AGI - Angela Merkel deve rinviare i suoi progetti di “riposo e letture”: due giorni dopo le elezioni, che hanno sancito la frammentazione della politica tedesca non più solo polarizzata nei due partiti storici, i socialdemocratici e i democristiani, appare chiaro a tutti che la sua permanenza al palazzo della cancelleria di Berlino è destinata a prolungarsi.
Fino a che il Bundestag appena rinnovato non avrà nominato un nuovo capo del governo, la legge prevede che la cancelliera uscente continui a esercitare le sue responsabilità, rispettando in particolare l’agenda e gli appuntamenti internazionali. Molto probabilmente sarà dunque ancora lei a guidare la delegazione di Berlino al vertice G20 di Roma, a fine ottobre.
L’ultima sua immagine risale a domenica sera, in turchese con mascherina nera sul palco della sede berlinese della Cdu, di fianco a un Armin Lascher il cui volto non riusciva a mascherare la delusione per la sconfitta elettorale, in contrasto con le parole che pronunciava rivendicando comunque per se’ l’incarico per cercare di formare una maggioranza.

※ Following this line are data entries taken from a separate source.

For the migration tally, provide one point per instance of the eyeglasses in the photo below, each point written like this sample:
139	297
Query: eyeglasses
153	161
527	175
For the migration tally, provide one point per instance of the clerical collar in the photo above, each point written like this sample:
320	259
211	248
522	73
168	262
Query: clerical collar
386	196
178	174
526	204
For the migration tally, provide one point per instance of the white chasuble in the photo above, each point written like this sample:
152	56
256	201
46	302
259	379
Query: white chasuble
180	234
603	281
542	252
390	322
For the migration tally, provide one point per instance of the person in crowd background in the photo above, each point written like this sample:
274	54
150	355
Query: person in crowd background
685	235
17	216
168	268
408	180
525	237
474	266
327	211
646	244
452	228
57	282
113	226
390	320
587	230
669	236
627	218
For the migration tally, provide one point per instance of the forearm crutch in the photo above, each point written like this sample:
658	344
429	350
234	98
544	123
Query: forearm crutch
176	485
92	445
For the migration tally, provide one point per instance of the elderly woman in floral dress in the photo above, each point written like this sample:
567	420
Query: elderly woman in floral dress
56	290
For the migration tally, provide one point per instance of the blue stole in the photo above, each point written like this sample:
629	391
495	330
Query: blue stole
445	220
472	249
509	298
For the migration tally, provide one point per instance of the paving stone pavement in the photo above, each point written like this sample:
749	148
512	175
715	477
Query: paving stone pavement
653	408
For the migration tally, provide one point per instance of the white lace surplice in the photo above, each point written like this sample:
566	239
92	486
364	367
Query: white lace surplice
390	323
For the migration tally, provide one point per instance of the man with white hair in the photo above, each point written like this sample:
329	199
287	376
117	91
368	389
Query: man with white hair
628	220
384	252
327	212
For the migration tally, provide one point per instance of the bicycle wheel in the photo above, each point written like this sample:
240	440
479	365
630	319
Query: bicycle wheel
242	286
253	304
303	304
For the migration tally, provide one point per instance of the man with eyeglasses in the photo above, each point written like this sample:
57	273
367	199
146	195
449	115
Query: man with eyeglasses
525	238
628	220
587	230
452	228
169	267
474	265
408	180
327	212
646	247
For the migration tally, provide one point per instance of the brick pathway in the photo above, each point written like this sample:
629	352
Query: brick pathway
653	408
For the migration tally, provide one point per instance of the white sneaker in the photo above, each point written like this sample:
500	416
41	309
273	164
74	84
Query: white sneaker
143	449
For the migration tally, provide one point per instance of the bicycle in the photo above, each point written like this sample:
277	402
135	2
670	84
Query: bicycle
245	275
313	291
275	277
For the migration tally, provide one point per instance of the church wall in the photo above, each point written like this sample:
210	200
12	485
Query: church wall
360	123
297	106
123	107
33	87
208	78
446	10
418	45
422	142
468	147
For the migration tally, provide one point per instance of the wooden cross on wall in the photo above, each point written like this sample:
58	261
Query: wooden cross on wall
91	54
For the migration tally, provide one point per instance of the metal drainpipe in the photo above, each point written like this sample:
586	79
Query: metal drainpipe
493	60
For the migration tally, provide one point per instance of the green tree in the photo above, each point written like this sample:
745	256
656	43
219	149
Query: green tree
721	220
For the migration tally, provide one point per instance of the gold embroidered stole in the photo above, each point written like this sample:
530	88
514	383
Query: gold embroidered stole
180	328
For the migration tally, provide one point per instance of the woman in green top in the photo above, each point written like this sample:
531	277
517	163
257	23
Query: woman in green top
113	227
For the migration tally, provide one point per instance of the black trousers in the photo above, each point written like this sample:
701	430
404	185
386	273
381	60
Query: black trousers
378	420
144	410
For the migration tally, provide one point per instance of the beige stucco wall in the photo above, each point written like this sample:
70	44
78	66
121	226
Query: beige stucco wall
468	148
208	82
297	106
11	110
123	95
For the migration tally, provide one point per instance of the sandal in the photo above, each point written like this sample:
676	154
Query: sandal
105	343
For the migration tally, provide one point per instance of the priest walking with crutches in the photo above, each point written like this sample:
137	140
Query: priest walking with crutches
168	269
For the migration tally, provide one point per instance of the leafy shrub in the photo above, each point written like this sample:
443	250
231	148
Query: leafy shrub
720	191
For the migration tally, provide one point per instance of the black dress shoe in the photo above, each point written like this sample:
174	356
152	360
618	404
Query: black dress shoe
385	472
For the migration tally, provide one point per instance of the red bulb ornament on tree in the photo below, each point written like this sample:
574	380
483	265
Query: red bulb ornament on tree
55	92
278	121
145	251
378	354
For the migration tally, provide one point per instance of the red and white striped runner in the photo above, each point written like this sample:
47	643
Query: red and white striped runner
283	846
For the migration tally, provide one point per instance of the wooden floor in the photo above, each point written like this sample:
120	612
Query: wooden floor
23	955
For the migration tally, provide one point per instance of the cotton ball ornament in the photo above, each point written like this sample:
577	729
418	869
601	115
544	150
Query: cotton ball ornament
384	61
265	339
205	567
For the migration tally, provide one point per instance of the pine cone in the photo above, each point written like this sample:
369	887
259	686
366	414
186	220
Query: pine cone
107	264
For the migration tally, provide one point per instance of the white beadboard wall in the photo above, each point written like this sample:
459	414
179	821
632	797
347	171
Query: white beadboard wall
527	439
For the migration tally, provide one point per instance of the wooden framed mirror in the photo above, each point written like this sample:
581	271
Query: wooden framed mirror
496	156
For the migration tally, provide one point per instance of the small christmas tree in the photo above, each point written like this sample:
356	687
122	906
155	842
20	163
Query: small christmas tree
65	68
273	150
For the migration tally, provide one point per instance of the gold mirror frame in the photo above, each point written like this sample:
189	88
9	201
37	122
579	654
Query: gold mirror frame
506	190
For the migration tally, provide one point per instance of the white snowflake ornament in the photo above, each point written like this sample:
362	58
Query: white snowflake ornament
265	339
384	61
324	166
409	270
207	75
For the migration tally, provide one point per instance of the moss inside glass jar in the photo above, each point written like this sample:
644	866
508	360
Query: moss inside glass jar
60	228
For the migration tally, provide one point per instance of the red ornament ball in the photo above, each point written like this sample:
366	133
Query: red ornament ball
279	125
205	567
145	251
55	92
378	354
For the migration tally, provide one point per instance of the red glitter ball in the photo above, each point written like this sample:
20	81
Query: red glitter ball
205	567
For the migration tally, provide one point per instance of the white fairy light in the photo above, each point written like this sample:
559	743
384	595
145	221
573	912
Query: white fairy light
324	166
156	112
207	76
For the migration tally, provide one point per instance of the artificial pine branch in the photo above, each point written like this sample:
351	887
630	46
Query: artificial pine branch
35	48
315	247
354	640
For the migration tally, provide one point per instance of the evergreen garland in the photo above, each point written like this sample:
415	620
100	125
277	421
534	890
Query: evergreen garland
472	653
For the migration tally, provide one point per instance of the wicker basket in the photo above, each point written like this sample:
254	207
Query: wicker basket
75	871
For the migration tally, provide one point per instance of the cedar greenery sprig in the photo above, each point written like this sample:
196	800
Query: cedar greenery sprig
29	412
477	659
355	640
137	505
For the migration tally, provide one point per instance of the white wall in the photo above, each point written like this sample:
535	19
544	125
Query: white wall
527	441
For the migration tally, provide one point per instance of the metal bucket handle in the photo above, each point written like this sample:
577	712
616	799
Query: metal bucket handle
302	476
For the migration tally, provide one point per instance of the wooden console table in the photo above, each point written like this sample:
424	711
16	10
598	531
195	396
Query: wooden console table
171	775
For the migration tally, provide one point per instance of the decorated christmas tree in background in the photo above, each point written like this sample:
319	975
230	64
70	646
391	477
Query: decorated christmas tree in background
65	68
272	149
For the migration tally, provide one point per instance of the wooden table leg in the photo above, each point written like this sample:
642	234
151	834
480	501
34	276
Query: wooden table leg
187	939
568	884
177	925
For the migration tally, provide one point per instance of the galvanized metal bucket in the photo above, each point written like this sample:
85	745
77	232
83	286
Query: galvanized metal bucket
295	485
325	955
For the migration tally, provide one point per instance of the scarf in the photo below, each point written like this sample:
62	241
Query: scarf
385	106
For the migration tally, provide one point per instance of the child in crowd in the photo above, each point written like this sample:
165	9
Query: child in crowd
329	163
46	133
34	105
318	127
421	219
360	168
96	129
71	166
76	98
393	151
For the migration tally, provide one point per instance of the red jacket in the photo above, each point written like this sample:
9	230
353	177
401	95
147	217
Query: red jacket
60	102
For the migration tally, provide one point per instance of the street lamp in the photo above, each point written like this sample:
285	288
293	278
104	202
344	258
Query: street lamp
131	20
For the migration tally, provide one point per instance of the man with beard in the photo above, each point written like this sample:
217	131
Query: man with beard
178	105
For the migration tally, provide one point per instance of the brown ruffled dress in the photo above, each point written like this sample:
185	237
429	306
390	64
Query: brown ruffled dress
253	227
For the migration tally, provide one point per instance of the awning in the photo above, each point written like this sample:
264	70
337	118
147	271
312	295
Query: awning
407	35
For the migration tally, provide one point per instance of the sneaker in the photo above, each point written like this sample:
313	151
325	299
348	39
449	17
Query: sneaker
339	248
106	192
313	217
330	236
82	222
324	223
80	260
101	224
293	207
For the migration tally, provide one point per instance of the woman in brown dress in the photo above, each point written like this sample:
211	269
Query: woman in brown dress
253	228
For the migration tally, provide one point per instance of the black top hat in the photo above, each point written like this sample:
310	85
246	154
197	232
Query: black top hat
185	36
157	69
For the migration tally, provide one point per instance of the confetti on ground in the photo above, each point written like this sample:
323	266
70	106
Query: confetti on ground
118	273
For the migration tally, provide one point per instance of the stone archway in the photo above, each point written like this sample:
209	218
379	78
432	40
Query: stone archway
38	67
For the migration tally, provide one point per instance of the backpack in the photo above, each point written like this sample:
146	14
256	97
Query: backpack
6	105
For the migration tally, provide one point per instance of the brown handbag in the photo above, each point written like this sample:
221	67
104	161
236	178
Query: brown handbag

Merkel lo ha sostenuto, pur se alla sua maniera e senza troppo entusiasmo, durante la campagna elettorale, soprattutto alla vigilia del voto; ma ora si è tirata fuori dalle dispute post elettorali interne al partito e, poiché non si è ricandidata, non sarà più in Parlamento: questo giustifica la sua assenza dalle riunioni di questi giorni.
Del resto, come ha detto all’Agi la politologa Christiane Liermann, “il crollo democristiano dopo la lunga fase del governo Merkel ci rivela che il consenso era per la persona e non per il partito, con cui peraltro la cancelliera non aveva mai avuto un rapporto intenso come era stato in passato per Helmut Kohl o addirittura per Konrad Adenauer".
Secondo l'analista di Villa Vigoni, "Merkel ha quindi la sua parte di responsabilità per il deludente risultato di Cdu-Csu in queste elezioni: non ha creato ne’ un terreno fertile per un successore ne’ ha adato al partito un profilo riconoscibile, imprimendogli una sorta di lenta socialdemocratizzazione”.
Anche se non è previsto che nel prossimo periodo il governo vada molto oltre la ordinaria amministrazione, i tempi per la formazione di un nuovo esecutivo possono essere anche molto lunghi, non essendo prevista una scadenza dalla legge. Nel 2017, il fallimento di una coalizione a tre fra Cdu, liberali e verdi, aveva allungato a quasi sei mesi il periodo di “limbo politico” di Berlino.
Ora tutti i protagonisti auspicano che il governo si insedi prima della fine dell’anno, fra l’altro anche per consentire alla Germania di diventare presidente di turno del G7, nel 2022, con un governo pienamente operativo. Oltretutto, il presidente federale Frank-Walter Steinmeier, colui che deve individuare il cancelliere che ha più probabilità di trovare una maggioranza di governo e conferire l’incarico, è in scadenza: nel marzo 2022 il Parlamento dovrà decidere se riconfermarlo o se ci sarà un successore.
Quel che è certo, è che se il governo attuale rimarrà in carica oltre il prossimo 17 dicembre, Angela Merkel, al potere dal novembre 2005, batterà il record di permanenza alla cancelleria, precedentemente detenuto dal “traghettatore” dell’unificazione della Germania, Helmut Kohl, in carica dal 1982 al 1998 per 16 anni e 26 giorni.